As an army veteran returning from duty to civilian life, you will have to make various adjustments. It won’t be easy to get back to how life was when you left for duty. Although the military provides a valuable experience to everyone, it can sometimes be challenging to translate into a civilian’s lifestyle back home. Often, army veterans decide to go for a college education, polishing the skills they learned during active service. After all, combining education with military experience can be a valuable asset for anyone. However, it won’t be easy to accomplish this feat.
Adjusting to college life is already difficult enough, and doing so as an army veteran is on another level on its own. Most college students are transitioning from school to college, are in their late teens, and single. On the other hand, according to numerous studies, around 40 percent of veteran college students have families. The adjustment they’ll have to make will be tough. However, these adjustments are not impossible. Listed down below are x tips for veterans who want to navigate the challenges of going back to school after retiring from active duty.
Search for veteran-populated colleges
When you begin your search to find the perfect college, consider looking for ones with a high number of student veterans already present on campus. Such a presence of veteran students usually means that there will also be veteran administrators or officers on campus. It means that professors and teachers will already be familiar with a veteran student’s unique requirements and needs.
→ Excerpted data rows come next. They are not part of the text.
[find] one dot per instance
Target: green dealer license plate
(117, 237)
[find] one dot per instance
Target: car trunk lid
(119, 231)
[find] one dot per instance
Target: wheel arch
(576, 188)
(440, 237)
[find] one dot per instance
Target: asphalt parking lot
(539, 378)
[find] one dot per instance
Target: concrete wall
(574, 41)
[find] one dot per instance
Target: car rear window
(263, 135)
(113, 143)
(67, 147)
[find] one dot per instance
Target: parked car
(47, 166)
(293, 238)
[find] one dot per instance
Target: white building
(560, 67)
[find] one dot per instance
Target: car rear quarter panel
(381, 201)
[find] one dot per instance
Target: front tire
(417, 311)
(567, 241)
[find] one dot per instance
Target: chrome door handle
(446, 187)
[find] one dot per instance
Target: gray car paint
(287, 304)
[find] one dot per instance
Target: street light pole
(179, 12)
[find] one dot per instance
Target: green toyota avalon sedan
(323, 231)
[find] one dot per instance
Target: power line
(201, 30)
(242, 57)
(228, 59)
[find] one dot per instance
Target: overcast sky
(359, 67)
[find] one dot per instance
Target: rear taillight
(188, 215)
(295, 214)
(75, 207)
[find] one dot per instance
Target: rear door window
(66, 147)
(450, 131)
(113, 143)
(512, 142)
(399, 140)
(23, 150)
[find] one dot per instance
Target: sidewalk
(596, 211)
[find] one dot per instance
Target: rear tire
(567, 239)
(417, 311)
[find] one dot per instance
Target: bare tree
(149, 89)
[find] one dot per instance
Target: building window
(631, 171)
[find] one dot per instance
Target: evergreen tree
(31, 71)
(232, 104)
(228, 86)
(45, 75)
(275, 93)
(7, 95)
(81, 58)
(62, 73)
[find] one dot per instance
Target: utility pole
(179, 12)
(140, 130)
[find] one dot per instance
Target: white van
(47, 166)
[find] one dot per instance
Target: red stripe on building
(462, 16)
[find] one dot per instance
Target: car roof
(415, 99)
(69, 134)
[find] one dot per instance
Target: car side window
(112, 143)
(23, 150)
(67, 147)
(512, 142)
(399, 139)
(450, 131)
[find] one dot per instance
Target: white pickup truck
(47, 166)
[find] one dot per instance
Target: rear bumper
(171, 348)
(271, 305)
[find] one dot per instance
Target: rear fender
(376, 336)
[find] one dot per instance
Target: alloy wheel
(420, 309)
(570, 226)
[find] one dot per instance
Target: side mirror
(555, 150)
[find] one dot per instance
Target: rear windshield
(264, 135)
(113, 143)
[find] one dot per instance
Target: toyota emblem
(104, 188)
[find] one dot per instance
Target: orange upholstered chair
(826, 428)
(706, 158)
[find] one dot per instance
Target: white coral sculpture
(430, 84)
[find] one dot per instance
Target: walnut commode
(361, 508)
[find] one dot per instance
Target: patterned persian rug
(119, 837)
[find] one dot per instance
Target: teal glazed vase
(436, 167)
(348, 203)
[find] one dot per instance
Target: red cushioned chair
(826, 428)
They will know that you have children to spend time with and a family to look after. And you might need some help to make your transition into civilian life a whole lot easier. For example, institutions that offer an online masters homeland security degree will already have numerous veteran students onboard. The homeland department already prefers hiring army veterans over civilians, and acquiring a degree such as this will be a big plus.
Consider the CLEP (College Level Examination Program)
Even though you will receive some benefits as a veteran, the fact of the matter is- college can be expensive. The CLEP (College Level Examination Program) allows you to trade your experience with college credits. There are various types of examinations – some subjective, others general that can translate up to six credits each.
While the CLEP itself costs some money, it is nothing compared to the amount you cash you will have to pay for college tuition. So, consider giving the CLEP if you want to earn credits and skip introductory courses. In the end, the fewer credits you take up, the less money you will have to pay.
Don’t assume that admission officers will know military jargon
As with every career type, the military is full of its own vocabulary and technical terms. Remember that people who were never in the army will not understand military terminology, especially ranks and titles. When applying to a civilian college, try to translate all military terminology into layman’s terms.
Explain to the admissions officer the roles you had when you were in the army, the skills you excelled at, and what you did. For instance, you can say that you learned leadership skills in your army career. Include your title and ranks, but also try to incorporate a civilian equivalent title. It will help the admissions officer relate to and understand your role.
Apply for scholarships and financial aid
Even if you qualify for GI benefits, you should still apply for a scholarship or financial aid. The GI bill will not cover all your college expenses. Financial help can come in the form of student loans, grants, or bank loans. Applying for a grant is preferable since you won’t have to pay it back. You can also apply to work on campus and use the money earned to pay for on-campus accommodation or tuition. Though, don’t expect that you’ll make thousands of dollars from an on-campus job.
Besides financial aid, you can also apply for a scholarship, which you won’t have to pay back. However, a scholarship will only cover a particular amount of your college tuition fees. There are various scholarships available for bright college students, and especially for veterans. Just visit the veteran administrator’s office and ask if there are any such scholarship programs available for veterans.
Talk to your academic advisor
An academic advisor will probably be assigned to you when you enroll in college. Some colleges might have veteran-specific academic advisors, no matter the degree program. If there isn’t one available, consider talking to one that works within your area of study.
An academic advisor will guide you through your college classes and your entire educational experience. They have a wealth of information and can also help you decide which college major to go for. So, talk to your academic advisor and with him or her your experience in the army. If you aren’t sure about your educational goals, the academic advisor will often help you make the right decisions.
You have to realize that being an army veteran makes you unique, regardless of where you go. While there are tons of tips for succeeding in college after leaving the military, you have to stick to your core military values. These include ethics, courage, honor, commitment, and excellence. If you practice them in your college life, nothing can stop you from acquiring the degree you want!